Face à la pauvreté, Timothy Keller évoque trois niveaux d’action: l’assistance, le développement et la réforme sociale. Plus concrètement, l’assistance correspond à l’accueil d’urgence, à l’hébergement, la distribution de nourriture et vêtements, les soins médicaux et une aide administrative, voire juridique, liste Claire Balverde. «Le développement, c’est donner aux individus, familles ou groupes ce dont ils ont besoin pour passer du stade de la dépendance à celui d’une certaine autosuffisance économique.» La réforme sociale cherche à changer les conditions et structures sociales qui provoquent ou aggravent la pauvreté. Si le chrétien moyen ne peut décider les politiques publiques ou lutter seul contre la corruption, il peut relayer des actions comme celle de Michée France ou de Stop Pauvreté en Suisse auprès de ses élus.

De Dieu, pour Dieu
«Il y a dans le monde une redistribution inéquitable des biens et des possibilités.

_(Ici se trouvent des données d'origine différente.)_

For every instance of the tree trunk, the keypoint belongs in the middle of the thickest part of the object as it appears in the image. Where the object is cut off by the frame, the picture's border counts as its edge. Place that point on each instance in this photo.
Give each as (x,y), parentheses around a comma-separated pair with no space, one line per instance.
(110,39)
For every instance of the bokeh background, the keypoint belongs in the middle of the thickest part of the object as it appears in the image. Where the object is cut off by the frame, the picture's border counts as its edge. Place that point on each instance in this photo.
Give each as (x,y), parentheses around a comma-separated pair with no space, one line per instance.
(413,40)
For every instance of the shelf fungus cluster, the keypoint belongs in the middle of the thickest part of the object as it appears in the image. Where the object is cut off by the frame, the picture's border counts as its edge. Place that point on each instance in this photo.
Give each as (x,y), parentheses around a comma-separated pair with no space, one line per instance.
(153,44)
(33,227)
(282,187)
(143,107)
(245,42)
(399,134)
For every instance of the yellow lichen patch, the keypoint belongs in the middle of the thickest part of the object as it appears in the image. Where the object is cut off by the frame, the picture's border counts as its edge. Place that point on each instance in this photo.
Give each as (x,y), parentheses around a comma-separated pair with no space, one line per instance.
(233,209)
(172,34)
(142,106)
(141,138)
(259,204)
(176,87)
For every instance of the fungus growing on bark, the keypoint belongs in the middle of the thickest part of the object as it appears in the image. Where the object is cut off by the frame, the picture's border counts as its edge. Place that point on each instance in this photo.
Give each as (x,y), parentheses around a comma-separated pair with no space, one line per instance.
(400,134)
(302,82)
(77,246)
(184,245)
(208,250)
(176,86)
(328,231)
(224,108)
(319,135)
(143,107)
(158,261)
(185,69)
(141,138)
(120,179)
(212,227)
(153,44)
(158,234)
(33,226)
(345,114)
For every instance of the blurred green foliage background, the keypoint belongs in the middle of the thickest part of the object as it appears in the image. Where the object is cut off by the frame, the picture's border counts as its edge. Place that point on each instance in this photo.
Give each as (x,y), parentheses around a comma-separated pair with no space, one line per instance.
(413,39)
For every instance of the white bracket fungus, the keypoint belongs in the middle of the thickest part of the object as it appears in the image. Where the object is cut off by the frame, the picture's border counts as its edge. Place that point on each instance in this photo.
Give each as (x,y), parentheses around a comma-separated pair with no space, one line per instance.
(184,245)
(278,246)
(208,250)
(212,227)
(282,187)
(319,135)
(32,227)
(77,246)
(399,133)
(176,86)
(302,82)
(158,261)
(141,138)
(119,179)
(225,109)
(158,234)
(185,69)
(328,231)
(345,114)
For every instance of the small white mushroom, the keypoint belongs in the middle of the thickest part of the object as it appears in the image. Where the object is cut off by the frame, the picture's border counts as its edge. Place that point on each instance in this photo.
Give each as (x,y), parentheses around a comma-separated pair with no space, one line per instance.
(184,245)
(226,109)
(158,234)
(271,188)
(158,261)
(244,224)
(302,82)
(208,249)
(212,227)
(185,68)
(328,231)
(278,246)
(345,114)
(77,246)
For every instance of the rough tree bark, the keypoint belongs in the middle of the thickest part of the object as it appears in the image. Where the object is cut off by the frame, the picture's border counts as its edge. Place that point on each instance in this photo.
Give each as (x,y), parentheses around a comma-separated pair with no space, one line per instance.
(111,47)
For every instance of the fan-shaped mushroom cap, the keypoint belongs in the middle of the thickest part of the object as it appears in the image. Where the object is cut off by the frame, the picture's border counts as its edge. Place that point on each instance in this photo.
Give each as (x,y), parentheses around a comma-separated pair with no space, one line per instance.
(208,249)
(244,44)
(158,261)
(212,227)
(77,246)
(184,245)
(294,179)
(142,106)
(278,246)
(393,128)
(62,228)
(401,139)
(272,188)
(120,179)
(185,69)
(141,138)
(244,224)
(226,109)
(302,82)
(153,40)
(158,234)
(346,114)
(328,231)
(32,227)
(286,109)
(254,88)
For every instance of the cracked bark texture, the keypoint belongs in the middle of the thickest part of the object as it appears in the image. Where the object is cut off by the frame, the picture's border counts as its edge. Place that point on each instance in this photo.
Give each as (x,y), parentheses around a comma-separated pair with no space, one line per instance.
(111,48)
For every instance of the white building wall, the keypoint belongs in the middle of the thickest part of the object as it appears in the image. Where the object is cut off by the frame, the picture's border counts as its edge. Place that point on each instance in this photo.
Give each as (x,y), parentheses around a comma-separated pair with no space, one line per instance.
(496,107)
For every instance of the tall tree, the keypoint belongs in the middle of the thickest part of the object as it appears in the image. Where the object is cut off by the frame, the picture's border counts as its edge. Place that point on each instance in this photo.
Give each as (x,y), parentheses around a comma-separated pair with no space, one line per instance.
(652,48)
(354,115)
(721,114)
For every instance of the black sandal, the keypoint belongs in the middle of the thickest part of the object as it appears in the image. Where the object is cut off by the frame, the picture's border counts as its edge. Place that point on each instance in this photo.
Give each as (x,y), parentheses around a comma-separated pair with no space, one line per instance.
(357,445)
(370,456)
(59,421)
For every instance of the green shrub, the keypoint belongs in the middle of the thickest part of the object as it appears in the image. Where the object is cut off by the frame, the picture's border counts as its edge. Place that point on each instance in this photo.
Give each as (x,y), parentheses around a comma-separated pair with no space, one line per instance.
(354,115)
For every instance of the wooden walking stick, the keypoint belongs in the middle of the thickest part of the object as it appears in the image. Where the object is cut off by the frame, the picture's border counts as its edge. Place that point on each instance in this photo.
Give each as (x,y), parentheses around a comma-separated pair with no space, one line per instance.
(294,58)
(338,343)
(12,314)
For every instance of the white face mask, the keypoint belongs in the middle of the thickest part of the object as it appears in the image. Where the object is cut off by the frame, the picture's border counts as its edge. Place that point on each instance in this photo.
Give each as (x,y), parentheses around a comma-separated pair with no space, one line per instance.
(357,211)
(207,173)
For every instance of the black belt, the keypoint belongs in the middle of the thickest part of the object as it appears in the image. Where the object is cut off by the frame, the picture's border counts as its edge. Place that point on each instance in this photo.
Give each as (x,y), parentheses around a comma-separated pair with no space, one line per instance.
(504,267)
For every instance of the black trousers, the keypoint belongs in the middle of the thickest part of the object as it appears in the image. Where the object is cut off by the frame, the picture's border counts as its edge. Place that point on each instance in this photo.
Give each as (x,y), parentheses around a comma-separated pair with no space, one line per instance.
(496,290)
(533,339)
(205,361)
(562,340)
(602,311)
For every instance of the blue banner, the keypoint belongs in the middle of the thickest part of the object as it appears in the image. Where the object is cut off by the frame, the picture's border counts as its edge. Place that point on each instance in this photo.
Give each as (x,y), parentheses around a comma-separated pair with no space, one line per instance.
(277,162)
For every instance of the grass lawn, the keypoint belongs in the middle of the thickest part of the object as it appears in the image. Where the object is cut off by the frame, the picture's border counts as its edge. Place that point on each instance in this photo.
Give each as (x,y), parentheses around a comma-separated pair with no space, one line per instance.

C’est pourquoi si dans ce monde Dieu vous a confié des biens que vous ne partagez pas avec les autres, vous n’êtes pas simplement avare, mais également injuste», n’hésite pas à écrire Timothy Keller. Tout en relevant la tendance humaine à penser que ce que nous gagnons est uniquement le fruit de notre travail. «En réfléchissant, nous réalisons que sans les soins de nos parents, sans l’accès à l’école, sans la santé, etc. nous ne serions pas parvenus à “gagner” notre salaire», remarque Claire Balverde.
Avant d’ajouter: «Lorsque nous prenons conscience que d’être en vie est une grâce, alors nous comprenons que nos biens sont à Dieu. En tant que disciples de Jésus, nous sommes appelés à nous “donner” à lui, ce qui inclut nos finances.»